There’s the sense that this one particular robot has, dare I say, a soul
You can dare. [Laughs.] A lot of people dare. We are absolutely playing around with the humanism of Atom, whether he’s a sentient creature, or just a machine and computer code. We made a very risky choice that our hero robot would be the only robot without a face. We felt the absence of specific features is what gives him a soulful magic. When [producers] Robert Zemeckis and Steven Spielberg came by, Zemeckis made a comment that the titanium mesh on Atom’s face would be what the audience projects on to, just like the boy does. There’s this thing about him where it seems like he’s thinking or it feels like he’s emoting, when in fact, maybe he’s not.
It’s a little like Terminator 2: Judgment Day, when Sarah Connor says the cyborg actually makes the perfect father ...
because he would never stop. That’s really appropriate. The robot or cyborg becomes a surrogate father, because the boy never had a real one. The very first meeting I had with Steven, I said, “I want to add an idea. In the final round of the final fight, the sound recedes, and we shift the boy’s gaze from the robot to the father, the father he needed all along.” That became the spine of the movie: The father is redeemed, and the boy gets the real thing.
Did you get to bug Evangeline Lilly with any Lost questions?
You know, it took me three weeks before I was comfortable enough to reveal what a Lost geek I am. But finally, we were in the gym location, and I hesitantly asked, “Would it be terrible if I called you Freckles?” And she said, “No, that would be fine, coming from you.” Then I started going, “Remember when Jack would go away and come back?” And she would go, “Um, yeah, I was there when we filmed it.” It was like that Chris Farley skit. [Laughs.] The rabid, unabashed fan asking lame questions? That was me in the final weeks of shooting.
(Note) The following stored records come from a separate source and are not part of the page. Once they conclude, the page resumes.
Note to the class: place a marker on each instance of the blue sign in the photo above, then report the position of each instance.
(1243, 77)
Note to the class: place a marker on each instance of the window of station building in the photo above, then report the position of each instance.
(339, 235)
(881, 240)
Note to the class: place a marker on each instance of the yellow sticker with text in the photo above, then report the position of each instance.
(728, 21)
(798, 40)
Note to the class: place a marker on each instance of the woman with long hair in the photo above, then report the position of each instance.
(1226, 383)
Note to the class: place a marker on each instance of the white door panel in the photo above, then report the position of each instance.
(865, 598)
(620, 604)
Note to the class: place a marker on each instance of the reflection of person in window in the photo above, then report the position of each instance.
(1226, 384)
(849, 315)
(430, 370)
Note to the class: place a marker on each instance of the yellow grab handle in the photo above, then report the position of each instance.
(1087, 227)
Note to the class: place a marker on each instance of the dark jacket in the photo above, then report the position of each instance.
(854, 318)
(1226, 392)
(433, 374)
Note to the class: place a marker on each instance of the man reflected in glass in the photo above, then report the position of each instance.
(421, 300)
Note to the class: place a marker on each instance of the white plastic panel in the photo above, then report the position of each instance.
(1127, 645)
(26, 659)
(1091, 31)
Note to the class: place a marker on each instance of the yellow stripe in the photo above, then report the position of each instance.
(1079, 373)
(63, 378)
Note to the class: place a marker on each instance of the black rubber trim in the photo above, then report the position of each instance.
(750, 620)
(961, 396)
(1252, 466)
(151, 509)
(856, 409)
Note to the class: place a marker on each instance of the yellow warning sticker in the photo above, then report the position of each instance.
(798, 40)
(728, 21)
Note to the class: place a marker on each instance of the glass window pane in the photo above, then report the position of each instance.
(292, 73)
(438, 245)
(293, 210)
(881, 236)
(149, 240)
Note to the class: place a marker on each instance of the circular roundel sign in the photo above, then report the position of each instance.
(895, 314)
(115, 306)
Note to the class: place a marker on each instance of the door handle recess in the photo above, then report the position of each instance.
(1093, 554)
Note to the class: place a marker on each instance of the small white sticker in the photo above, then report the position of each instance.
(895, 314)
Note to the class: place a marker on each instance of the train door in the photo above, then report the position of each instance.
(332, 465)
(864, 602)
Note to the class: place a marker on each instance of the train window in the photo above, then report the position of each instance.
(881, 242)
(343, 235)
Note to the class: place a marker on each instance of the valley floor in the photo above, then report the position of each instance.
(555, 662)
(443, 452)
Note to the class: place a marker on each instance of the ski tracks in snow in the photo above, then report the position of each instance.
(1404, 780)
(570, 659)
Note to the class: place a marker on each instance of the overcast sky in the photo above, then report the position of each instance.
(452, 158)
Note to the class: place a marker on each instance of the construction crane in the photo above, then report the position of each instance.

One of your next films is Frankenstein. Since there are a handful of Frankenstein movies in the works, what’s your take?
It is a monster movie, and a mood piece, but it’s also grounded in the characters. Mary Shelley’s novel has this marriage of the big unrealistic concept with the completely realistic and deep human issues. It’s about, what is monstrosity? Who is the real monster? And it gets there through the relationships between the characters, especially between Victor and Igor.
Igor wasn’t in the book. So which Igor would you be thinking of: The revenge-seeking one played by Bela Lugosi in Son of Frankenstein, or the hunchbacked one from the spoofs like Young Frankenstein?
It’s weird, because we assume Igor’s always been part of the story, this bumbling hunchbacked assistant, but I was rereading the book, and rewatching the 1931 movie, and I was going, “Wait a second, are you telling me he’s not in here?” Our writer, Max Landis, son of John, is a mad genius. He’s ingested all the legends and stories of Frankenstein, all the classic movies, as well as the Mel Brooks satire, and he found that there’s no one single source for the way we think of Igor. He’s an amalgam of all sorts of things. So our take is that while their relationship has a lot of humor, it’s not a parody. It’s from Igor’s perspective, and it’s a straight badass retelling of who Victor and Igor were when they were on the brink of their discoveries.
Are you still going to do the pilot for the Romancing the Stone TV series?
The good and the bad of suddenly being in demand is that I’m juggling all these balls, and I probably won’t be able to catch all of them. But I’ve been very intensely involved in working on the script and what it will be as a series. Beyond that and Frankenstein, it’s shaping up to be a very interesting twelve months ahead.